SOOTHSAYER AND SOOTHSAYERESS

Nanny is reading the old quartermaster’s fortune.

“I see a road.”

“Where to?

Nanny waves her hand northward. The quartermaster’s face turns white.

“You will be traveling with a money sack on your knees,” the old woman adds.

Bliss floods the quartermaster’s face.

A civil servant is sitting with two lit candles, looking into the mirror. He wants to divine the height, complexion, and temperament of his new superior, whom he has not yet met. He gazes into the mirror for an hour, two, three. Tremors flit over his eyes, little sticks fly past, feathers flutter about—but no superior of any kind. He sees nothing: no superiors, no inferiors. A fourth hour passes, a fifth . . . He has had enough of waiting for the new superior. He stands up, waves his hand dismissively, and sighs.

“I see the position will remain unfilled,” he says. “That is not good at all. Anarchy will reign!”

A young lady is standing by the gate in her yard waiting for someone to walk by. She has decided that the first passerby’s name will be that of her future betrothed.

Someone is approaching.

She quickly opens the gate and calls out, “May I ask your name, sir?”

The answer to her question is a loud moo, and through the half-open gate she sees a large dark head. Upon this head is a pair of horns.

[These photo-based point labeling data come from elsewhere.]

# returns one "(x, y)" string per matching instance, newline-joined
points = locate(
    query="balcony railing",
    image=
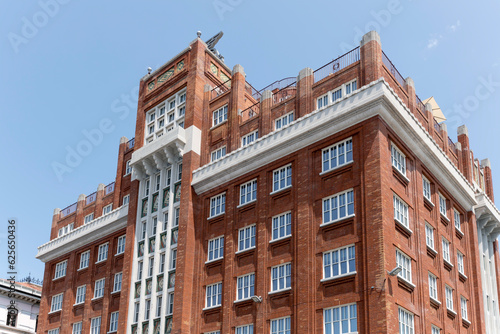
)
(69, 210)
(337, 64)
(221, 89)
(394, 71)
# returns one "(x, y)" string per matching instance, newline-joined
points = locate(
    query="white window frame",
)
(398, 159)
(117, 282)
(287, 118)
(215, 249)
(282, 174)
(95, 325)
(213, 291)
(281, 325)
(404, 262)
(281, 226)
(113, 322)
(337, 258)
(449, 297)
(247, 235)
(331, 156)
(433, 286)
(442, 205)
(56, 303)
(219, 115)
(248, 192)
(80, 294)
(426, 185)
(84, 260)
(218, 154)
(102, 253)
(406, 321)
(60, 270)
(282, 275)
(249, 138)
(99, 288)
(347, 310)
(217, 205)
(245, 287)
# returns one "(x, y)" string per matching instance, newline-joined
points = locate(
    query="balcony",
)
(96, 229)
(159, 153)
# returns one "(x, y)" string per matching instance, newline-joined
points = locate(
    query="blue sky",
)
(67, 65)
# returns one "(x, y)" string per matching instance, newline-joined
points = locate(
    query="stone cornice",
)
(96, 229)
(374, 99)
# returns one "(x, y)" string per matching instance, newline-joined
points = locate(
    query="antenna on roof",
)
(212, 42)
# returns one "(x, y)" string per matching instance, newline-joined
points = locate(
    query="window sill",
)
(336, 168)
(280, 239)
(247, 203)
(274, 192)
(337, 220)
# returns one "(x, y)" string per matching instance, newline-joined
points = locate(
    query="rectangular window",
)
(246, 238)
(159, 300)
(322, 101)
(442, 205)
(220, 115)
(398, 159)
(102, 253)
(56, 304)
(248, 192)
(280, 326)
(107, 209)
(173, 259)
(463, 307)
(113, 322)
(245, 287)
(77, 328)
(433, 286)
(120, 247)
(460, 262)
(281, 277)
(427, 188)
(80, 294)
(214, 295)
(341, 319)
(429, 236)
(117, 286)
(218, 205)
(88, 218)
(283, 120)
(99, 288)
(249, 138)
(218, 153)
(401, 211)
(282, 226)
(337, 155)
(406, 325)
(404, 262)
(247, 329)
(282, 178)
(456, 218)
(338, 262)
(60, 269)
(449, 297)
(139, 270)
(446, 250)
(216, 248)
(338, 206)
(95, 325)
(84, 259)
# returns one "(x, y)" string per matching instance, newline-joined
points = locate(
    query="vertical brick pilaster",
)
(304, 96)
(371, 57)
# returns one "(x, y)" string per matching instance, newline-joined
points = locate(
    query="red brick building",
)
(284, 210)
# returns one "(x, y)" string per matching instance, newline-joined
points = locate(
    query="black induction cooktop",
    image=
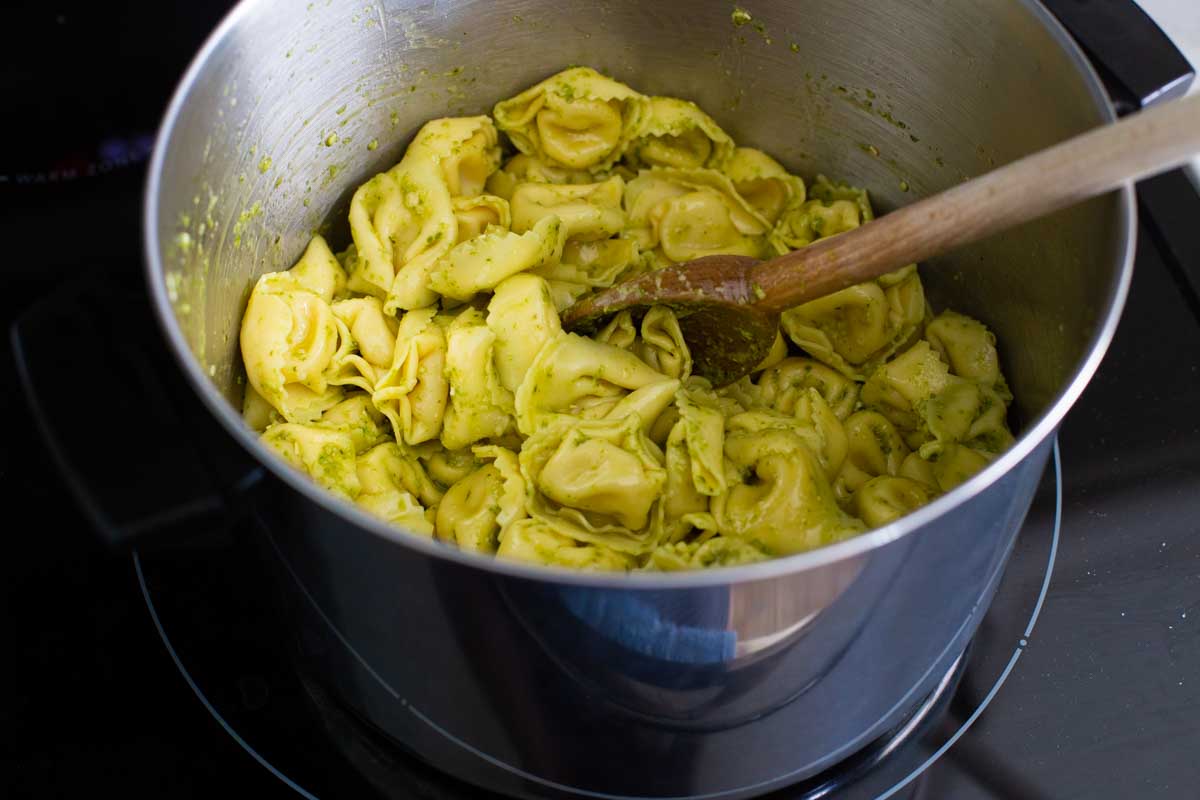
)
(160, 673)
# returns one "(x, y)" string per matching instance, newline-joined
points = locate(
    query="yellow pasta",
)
(423, 372)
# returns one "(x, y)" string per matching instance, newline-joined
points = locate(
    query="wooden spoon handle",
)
(1143, 144)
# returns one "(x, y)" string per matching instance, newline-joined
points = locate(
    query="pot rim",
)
(1044, 427)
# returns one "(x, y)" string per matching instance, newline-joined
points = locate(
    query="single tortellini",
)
(466, 149)
(359, 417)
(811, 420)
(319, 271)
(946, 467)
(363, 325)
(523, 168)
(899, 388)
(887, 498)
(719, 551)
(475, 215)
(480, 407)
(564, 293)
(588, 211)
(480, 264)
(389, 488)
(682, 501)
(594, 264)
(783, 385)
(831, 209)
(325, 455)
(648, 403)
(402, 222)
(661, 343)
(969, 347)
(685, 214)
(577, 118)
(677, 133)
(479, 506)
(288, 342)
(535, 541)
(763, 182)
(619, 331)
(414, 391)
(575, 377)
(967, 413)
(874, 447)
(856, 329)
(703, 431)
(595, 480)
(784, 504)
(522, 316)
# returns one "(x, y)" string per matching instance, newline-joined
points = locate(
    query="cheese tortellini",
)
(423, 372)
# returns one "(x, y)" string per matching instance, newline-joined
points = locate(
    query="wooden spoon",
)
(729, 305)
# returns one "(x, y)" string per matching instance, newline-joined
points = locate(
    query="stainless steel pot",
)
(547, 683)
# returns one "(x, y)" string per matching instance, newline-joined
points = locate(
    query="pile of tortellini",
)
(423, 372)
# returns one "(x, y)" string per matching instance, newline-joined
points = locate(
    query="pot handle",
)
(1137, 60)
(120, 422)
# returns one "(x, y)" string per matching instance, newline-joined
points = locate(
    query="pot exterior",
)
(547, 690)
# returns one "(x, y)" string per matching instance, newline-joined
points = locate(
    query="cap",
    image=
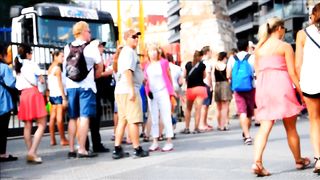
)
(129, 33)
(102, 43)
(251, 44)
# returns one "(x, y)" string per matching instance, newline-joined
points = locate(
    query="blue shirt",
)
(7, 78)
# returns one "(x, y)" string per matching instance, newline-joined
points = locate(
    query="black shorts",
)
(311, 95)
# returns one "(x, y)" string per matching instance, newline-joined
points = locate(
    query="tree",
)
(5, 20)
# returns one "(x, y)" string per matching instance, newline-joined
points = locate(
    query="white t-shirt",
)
(241, 56)
(128, 60)
(28, 76)
(208, 70)
(155, 77)
(176, 73)
(92, 56)
(53, 83)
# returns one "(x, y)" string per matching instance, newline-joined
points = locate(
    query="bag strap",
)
(193, 68)
(246, 57)
(305, 30)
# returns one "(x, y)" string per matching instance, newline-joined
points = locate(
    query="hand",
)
(132, 96)
(64, 103)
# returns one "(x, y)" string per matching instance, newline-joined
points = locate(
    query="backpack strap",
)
(246, 57)
(305, 30)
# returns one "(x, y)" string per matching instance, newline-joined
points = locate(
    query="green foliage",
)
(5, 20)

“So that’s what his name will be,” the young lady thinks to herself. “I hope his face will be different, though.”

The editor of a daily newspaper is trying to read the fortune of his offspring in some coffee grounds.

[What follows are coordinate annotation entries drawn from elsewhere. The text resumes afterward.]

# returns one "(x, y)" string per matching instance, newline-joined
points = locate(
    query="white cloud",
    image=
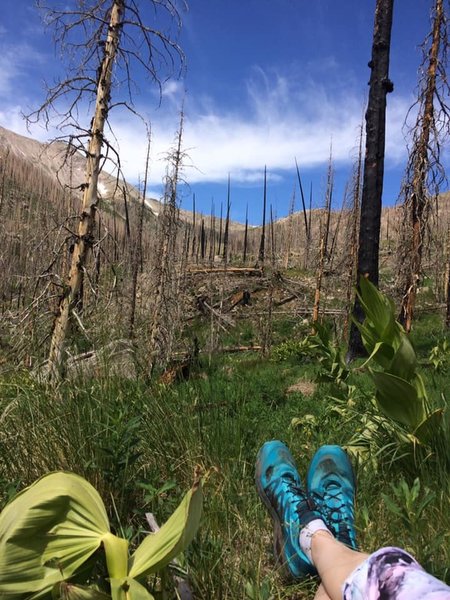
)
(280, 117)
(279, 120)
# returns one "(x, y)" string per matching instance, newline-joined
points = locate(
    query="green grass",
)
(130, 439)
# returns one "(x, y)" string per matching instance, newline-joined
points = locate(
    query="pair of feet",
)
(329, 495)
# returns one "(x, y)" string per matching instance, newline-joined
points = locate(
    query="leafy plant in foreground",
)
(50, 530)
(401, 393)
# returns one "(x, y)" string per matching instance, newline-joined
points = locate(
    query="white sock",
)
(307, 533)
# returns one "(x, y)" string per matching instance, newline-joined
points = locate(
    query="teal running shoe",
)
(280, 488)
(331, 483)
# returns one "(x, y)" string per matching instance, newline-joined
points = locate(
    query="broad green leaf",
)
(116, 550)
(418, 383)
(48, 531)
(127, 588)
(398, 399)
(377, 308)
(70, 591)
(158, 549)
(429, 427)
(405, 361)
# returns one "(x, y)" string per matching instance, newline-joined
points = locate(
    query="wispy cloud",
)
(281, 116)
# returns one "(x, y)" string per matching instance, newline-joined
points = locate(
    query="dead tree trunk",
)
(84, 240)
(422, 159)
(137, 254)
(262, 244)
(370, 222)
(305, 218)
(227, 226)
(165, 307)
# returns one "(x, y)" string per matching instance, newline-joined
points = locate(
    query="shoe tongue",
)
(332, 484)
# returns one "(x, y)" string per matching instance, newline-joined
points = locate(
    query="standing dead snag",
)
(370, 221)
(166, 307)
(108, 37)
(424, 172)
(262, 244)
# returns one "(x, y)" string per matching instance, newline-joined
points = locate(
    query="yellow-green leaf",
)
(429, 427)
(398, 399)
(48, 531)
(127, 588)
(158, 549)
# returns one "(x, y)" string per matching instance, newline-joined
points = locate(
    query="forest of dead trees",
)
(176, 270)
(81, 271)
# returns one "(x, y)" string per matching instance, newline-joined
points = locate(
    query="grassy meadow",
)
(138, 443)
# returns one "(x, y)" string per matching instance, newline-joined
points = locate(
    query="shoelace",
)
(341, 529)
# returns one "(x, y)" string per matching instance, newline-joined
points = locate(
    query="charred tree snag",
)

“Give it up,” his deputy editor tells him. “This is pointless. Give it up, I tell you!”

The editor is not listening, and continues to stare into the coffee grounds.

“I see many images,” he says. “The devil knows what they are. I see some gloves! Ah, a hedgehog! And here’s a nose . . . it’s the spitting image of my son Makar’s nose! And here’s a baby calf . . . I have no idea what any of this means.

The doctor’s wife is looking into the future with the help of a mirror and sees . . . coffins.

“That can only mean somebody will die,” she thinks. “Or . . . that my husband’s practice will flourish this year.”

THE VAUDEVILLIAN

Ivan Akimovich Sparrov-Falkonov, a vaudevillian, thrust his hands into the pockets of his wide trousers, turned to face the window, and fixed his languid eyes on the house across the street. Five minutes of silence ensued.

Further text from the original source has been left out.